Dror Bin, CEO of the Israel Innovation Authority, announced on Tuesday that he will conclude his five‑year tenure in the coming months, following a planned transition process intended to ensure continuity as the IIA prepares for new leadership.

Bin has led the IIA since 2021, during a period marked by global economic turbulence, the COVID‑19 pandemic, and the economic impact of the Israel-Hamas War.

Throughout these challenges, the IIA under Bin, oversaw major national efforts to support Israel’s hi‑tech sector, an industry that today represents roughly 20% of Israel’s GDP and about 60% of its exports. The Israeli hi-tech sector employs hundreds of thousands of people, both directly and indirectly, across the local economy.

According to the IIA, Bin expanded investment in Israeli technology companies and research infrastructure, launching several major funding frameworks, including the Startup Fund, the new Yozma Fund, and the Applied Research Fund. These initiatives were designed to help local entrepreneurs and technology companies continue to grow despite global market slowdowns and market uncertainty.

A central focus of the IIA under Bin was strengthening Israel’s position in deep‑tech and artificial intelligence (AI).

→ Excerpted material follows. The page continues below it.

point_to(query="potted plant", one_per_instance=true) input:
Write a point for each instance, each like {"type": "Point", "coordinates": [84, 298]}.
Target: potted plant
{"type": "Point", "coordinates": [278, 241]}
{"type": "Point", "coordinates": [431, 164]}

The IIA invested in advanced R&D infrastructure and supported the development of emerging technology companies. At the same time, it worked to broaden innovation activity across Israel’s geographic and social periphery through a network of innovation centers.

The concept ''harvest now, decrypt later,” assumes that harvested encrypted information can be decrypted when quantum cryptography becomes the norm.
The concept ''harvest now, decrypt later,” assumes that harvested encrypted information can be decrypted when quantum cryptography becomes the norm. (credit: SHUTTERSTOCK)

International partnerships with governments, multinational corporations, and research institutions were also expanded.

The IIA additionally advanced programs aimed at increasing the hi‑tech talent pool, promoting innovation within the public sector, and deepening collaboration between academia, industry, and government.

Reflecting on his tenure, Bin said he believed this was “the right time” to step down, noting that despite the complicated situation facing the country, its hi-tech ecosystem “continues to demonstrate resilience, strength, and adaptability, even amid considerable uncertainty, and is well positioned to address the challenges and opportunities of the years ahead.”

Bin notes with pride that, along with the Authority’s employees, government ministries, entrepreneurs, investors and tech companies, the IIA had laid the “critical foundations” for future growth, particularly in AI, deep‑tech, and the broader innovation ecosystem to “ensure Israel’s continued position at the forefront of global innovation.”

The IIA’s’s council is expected to appoint a search committee in the coming period to identify candidates for the next CEO.

The committee will issue a public call for applicants, who will be evaluated based on senior executive experience in hi‑tech, familiarity with innovation and the Israeli economy, and the ability to lead strategic initiatives, both domestically and internationally.

Bin will remain in his position as CEO during the transition period,  and will overseeing the handover process to ensure organizational stability and continued progress inon the IIAAuthority’s strategic initiatives.